Gross margin in the second quarter was 28.0%, down 35 basis points (bps) year over year. This was primarily due to unfavorable product mix as sales of lower-margin animal health products accelerated along with the acquisition of low margin businesses. Operating margin was 7.4%, up 20 bps from the prior-year quarter.

Exiting the second quarter, Henry Schein had cash and cash equivalents of $78.8 million, down from $122.1 million at the end of 2012. Net cash provided by operating activities was $274.8 million compared with $178.5 million a year ago. During the reported quarter, the company repurchased 840,000 shares for $78.1 million and was left with $149 million of authorization for future repurchases.

Outlook Tweaked

Henry Schein narrowed its guidance for 2013. The company envisages adjusted EPS in the range of $4.86−$4.91, representing growth of 9%−11% year over year, compared with prior guidance of $4.81−$4.91. The current Zacks Consensus Estimate of $4.88 lies within the guided range.

Our Take

Henry Schein reported solid growth in the second quarter of 2013 to beat the Zacks Consensus Estimates.

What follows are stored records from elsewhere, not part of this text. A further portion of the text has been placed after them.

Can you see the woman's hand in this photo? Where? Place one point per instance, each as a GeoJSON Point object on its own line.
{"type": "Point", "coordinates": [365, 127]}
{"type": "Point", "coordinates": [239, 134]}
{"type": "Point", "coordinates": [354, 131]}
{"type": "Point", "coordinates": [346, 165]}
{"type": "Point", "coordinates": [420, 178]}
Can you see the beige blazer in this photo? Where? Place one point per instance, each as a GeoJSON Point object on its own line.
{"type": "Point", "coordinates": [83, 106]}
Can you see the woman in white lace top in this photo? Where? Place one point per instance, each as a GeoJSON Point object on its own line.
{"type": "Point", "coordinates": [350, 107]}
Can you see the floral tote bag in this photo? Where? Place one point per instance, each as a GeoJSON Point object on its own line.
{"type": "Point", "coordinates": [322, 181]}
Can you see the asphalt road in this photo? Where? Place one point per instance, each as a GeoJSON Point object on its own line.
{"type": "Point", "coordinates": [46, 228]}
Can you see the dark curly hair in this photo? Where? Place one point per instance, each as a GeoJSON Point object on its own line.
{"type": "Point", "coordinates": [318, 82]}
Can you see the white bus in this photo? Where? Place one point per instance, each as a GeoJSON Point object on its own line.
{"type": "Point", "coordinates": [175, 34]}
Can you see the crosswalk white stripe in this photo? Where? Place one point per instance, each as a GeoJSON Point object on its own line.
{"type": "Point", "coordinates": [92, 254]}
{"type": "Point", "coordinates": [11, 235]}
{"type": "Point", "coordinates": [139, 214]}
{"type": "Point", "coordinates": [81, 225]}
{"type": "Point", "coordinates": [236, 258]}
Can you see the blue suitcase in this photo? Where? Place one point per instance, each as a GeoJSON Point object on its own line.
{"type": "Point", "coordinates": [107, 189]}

We are encouraged by the company’s consistent growth via organic and inorganic means. We are upbeat about the positive business momentum of the dental business. Henry Schein is well positioned to gain from its extensive global foothold and diverse channel mix. Favorable market dynamics is a major growth catalyst going forward. We believe that high-growth avenues like the animal health market should improve Henry Schein’s growth profile.

However, these positive factors are partly tempered by the current economic scenario that has bolstered the bargaining power of GPOs. The austerity measures across Europe continue to adversely affect the healthcare industry. A tough competitive landscape and currency headwinds also weigh on the stock.

Currently, the stock carries a Zacks Rank #3 (Hold). However, other stocks such as Patterson Companies Inc. (PDCO), The Cooper Companies Inc. (COO) and Align Technology Inc. (ALGN) are worth considering. These stocks carry a Zacks Rank #2 (Buy).